The 11-year deal begins with the 2023 season.

So, how will Amazon, which paid $100 million to simulcast games with Fox and CBS, leverage that “win”?

A story published by the Motley Fool cited a few additional benefits: 

  • More games
  • Exclusive means exclusive 
  • Here for the long haul

Amazon’s existing TNF package, through 2022, is 11 games; in 2023 it’s 15, accounting for every scheduled Thursday game – no NFL Network participation in this package.

In fact, no competition at all. There will be no other way to catch the NFL on Thursday nights (except the two participating teams’ over-the-air stations). Exclusive? That also means Amazon will be able to sell every commercial slot.

 Marie Donoghue, Amazon’s vice president of global sports video, is eager for the challenge.

“Our relationship with the NFL has been a process. It is incredible trust the league has put in us which is largely based on our track record with them,” she said. “It is a game changer for us. We are really excited for the innovative technologies and ways to serve fans.” 

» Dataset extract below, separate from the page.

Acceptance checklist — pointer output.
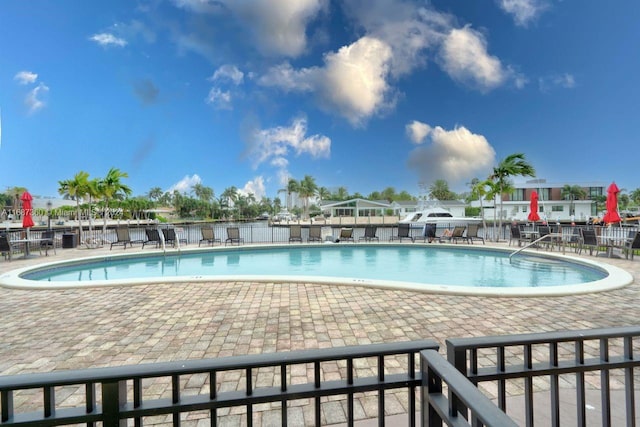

Amazon, according to fool.com, spent $11 billion on video and music content last year. Producing the 15 games is a big commitment in spending, but Amazon promises a “weekly slate of original NFL programming.”

With the creative minds and the access to audience research, that content is likely to provide plenty of interest from football fans and peripheral viewers as well.

With TNF games hovering just south of 15 million viewers, on average, Amazon has a rich resource to target.